Click here for the answer

simpson_data <- simpson_data |> 
  mutate(
    re_predictions = predict(simpson_fit)
  )

We now plot these predictions:

simpson_data |> 
  ggplot(
    aes(
      x = V1, 
      y = V2,
      colour = Group
    )
  ) +
  geom_point() +
  # override part of the aesthetic mapping to get predictions into `geom_path`
  geom_path(
    aes(y = re_predictions)
  )

Letting the model know about the grouping structure, via random intercepts, is enough to fix the problem with the simple linear regression. If you are interested, compare this to a multiple linear regression with Group as fixed effect.
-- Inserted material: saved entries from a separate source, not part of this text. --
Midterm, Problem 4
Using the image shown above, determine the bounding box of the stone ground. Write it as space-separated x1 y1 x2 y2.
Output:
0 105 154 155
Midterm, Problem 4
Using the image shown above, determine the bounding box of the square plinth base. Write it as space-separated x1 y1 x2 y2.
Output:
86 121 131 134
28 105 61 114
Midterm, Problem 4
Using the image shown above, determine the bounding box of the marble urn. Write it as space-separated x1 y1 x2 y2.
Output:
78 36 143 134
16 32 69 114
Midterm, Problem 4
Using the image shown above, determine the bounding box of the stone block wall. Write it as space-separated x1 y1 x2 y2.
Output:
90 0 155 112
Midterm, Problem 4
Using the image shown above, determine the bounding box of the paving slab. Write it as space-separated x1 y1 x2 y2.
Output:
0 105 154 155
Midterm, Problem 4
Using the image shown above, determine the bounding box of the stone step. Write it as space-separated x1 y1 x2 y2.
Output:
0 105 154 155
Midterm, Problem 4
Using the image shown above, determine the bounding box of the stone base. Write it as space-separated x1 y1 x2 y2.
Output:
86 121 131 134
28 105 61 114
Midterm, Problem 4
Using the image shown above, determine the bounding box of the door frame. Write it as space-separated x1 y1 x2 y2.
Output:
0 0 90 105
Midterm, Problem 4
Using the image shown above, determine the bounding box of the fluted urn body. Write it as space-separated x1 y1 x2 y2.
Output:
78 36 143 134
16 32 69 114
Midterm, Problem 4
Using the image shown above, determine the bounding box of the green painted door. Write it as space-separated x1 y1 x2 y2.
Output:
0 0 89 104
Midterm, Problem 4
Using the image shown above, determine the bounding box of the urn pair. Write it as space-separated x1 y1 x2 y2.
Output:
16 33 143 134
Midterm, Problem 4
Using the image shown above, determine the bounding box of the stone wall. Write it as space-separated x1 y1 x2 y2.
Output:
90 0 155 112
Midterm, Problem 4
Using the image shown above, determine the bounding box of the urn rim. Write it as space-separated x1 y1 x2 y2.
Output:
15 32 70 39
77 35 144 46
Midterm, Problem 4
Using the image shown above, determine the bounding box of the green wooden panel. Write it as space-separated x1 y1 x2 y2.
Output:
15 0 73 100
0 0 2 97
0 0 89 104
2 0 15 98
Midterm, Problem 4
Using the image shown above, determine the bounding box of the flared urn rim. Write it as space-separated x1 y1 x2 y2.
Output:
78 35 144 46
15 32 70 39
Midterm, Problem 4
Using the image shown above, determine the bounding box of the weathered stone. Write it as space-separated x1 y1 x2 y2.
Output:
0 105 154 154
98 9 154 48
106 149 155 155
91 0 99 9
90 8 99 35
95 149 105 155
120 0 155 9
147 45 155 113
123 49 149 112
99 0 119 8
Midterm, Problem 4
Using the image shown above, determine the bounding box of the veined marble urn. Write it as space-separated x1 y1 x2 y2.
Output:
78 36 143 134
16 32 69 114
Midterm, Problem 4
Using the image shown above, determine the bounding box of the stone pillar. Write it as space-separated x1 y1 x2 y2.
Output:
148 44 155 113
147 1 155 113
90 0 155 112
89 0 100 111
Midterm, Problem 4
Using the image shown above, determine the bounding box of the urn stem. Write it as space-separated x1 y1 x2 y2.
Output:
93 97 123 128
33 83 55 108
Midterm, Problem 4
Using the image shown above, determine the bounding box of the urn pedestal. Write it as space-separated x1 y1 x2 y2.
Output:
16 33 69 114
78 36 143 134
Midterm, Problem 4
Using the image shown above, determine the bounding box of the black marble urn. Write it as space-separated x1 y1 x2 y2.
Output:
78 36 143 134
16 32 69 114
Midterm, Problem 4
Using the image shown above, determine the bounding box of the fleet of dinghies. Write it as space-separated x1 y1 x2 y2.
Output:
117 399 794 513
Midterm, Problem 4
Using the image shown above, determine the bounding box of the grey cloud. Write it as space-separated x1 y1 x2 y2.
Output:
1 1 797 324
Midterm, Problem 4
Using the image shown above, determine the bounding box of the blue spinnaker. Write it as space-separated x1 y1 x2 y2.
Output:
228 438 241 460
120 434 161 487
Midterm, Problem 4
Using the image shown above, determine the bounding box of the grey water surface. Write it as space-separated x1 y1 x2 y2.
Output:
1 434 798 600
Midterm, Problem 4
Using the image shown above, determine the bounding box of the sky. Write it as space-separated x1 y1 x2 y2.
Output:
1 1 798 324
5.2.2 Word duration and frequency

Complex mixed effects models benefit from scaling and/or centring variables. This is true both for humans and for the computer. For us, it can help with interpretation of models. For the machine, it can help with the mathematics of fitting the model.

Both use the scale() function.

Look at the documentation for scale().

Work out how to scale only, centre only, and do both using the function. What is the default behaviour?
Create two new variables in big_dia:
1. centred_frequency, which centres unigram.google.gb.
2. scaled_duration, which scales and centres WordDuration
Fit a model with scaled_duration as the response, centred_frequency and final as fixed effects, and random intercepts for Speaker and TargetOrthography (i.e. the word).
Look at the summary and plot the overall model prediction. Note that you can generate predictions for each Speaker and ignoring Speaker by using the re.form argument to predict(). Say re.form = NA to ignore groups.

Click here for the answer to (2)

big_dia <- big_dia |> 
  mutate(
    centred_frequency = scale(
      unigram.google.gb, 
      scale=FALSE
    ),
  scaled_duration = scale(WordDuration)
  )

Click here for the answer to (3)

intercept_fit <- lmer(
  scaled_duration ~ centred_frequency + final +
    (1|Speaker) + (1|TargetOrthography),
  data = big_dia
)

We can also add random slopes. Recall that (1 + variable|group) fits a random intercept and slope for each group and estimates the correlation of the intercepts and slopes.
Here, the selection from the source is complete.